Preservation Description Information (PDI)

The PDI in an Archivematica AIP is recorded in a METS XML file. METS is maintained by the Library of Congress, which defines it as “a standard for encoding descriptive, administrative, and structural metadata regarding objects within a digital library, expressed using the XML schema language of the World Wide Web Consortium.” In the Archivematica AIP the METS filename is composed of the name METS with a UUID file extension and an XML file extension; for example METS.0ad8cdab-dbbf-4863-8a4d-9a675c227216.xml. The METS file typically consists of the following standard METS sections:

-metsHdr (METS header): basic information about the METS file;

-dmdSec (descriptive metadata section): descriptive metadata about the digital objects;

-amdSec (administrative metadata section): technical and provenance information about the digital objects;

-fileSec (file section): a list of the digital objects and an indication of their role in the AIP (original, preservation, metadata, submission documentation, license etc.);

-structMap (structural map): a physical or logical ordering of the digital objects.

The technical and provenance information in the METS amdSec is recorded as PREMIS metadata. PREMIS is also a Library of Congress standard, and is described as "the international standard for metadata to support the preservation of digital objects and ensure their long-term usability." The PREMIS entities are wrapped in the METS file as follows:

amdSec

--mets:techMD (technical metadata)

PREMIS Object (e.g.

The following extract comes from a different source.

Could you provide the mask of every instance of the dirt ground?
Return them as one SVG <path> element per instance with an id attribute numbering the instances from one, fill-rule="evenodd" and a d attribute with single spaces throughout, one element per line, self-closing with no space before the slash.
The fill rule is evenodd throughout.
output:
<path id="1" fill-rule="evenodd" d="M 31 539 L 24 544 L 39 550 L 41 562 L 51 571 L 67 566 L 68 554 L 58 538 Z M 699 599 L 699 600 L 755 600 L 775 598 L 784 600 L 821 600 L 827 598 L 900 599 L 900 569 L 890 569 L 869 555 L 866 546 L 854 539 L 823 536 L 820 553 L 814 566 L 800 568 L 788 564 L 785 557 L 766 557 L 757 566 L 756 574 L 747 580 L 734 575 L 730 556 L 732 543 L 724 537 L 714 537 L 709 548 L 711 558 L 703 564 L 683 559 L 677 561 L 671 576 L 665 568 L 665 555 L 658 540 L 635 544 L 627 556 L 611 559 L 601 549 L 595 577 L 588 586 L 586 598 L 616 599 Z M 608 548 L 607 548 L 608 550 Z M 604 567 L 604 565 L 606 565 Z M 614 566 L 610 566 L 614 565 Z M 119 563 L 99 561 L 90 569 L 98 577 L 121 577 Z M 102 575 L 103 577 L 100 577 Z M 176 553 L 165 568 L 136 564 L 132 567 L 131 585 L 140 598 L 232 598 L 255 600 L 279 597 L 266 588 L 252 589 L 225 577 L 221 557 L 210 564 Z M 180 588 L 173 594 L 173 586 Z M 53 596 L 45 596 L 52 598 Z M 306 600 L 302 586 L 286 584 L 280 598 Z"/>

UUID, size, checksum, format, original name, extracted technical metadata)

--mets:digiprovMD (digital provenance metadata)

PREMIS Event (e.g. ingestion, message digest calculation, virus scan, format identification, validation, normalization, fixity check)

PREMIS Agent for each PREMIS Event there are three Agents: the organization, the digital preservation system (e.g. Archivematica 1.x) and the logged-in user

--mets:rightsMD (rights metadata)

PREMIS Rights (only included if the user added rights metadata prior to or during ingest)

Use case: Create and Use a Bag Profile

https://github.com/ruebot/bagit-profiles

Archivematica could define a bag profile and reference this in the AIP's it produces. This would help make AIP's more easily machine readable.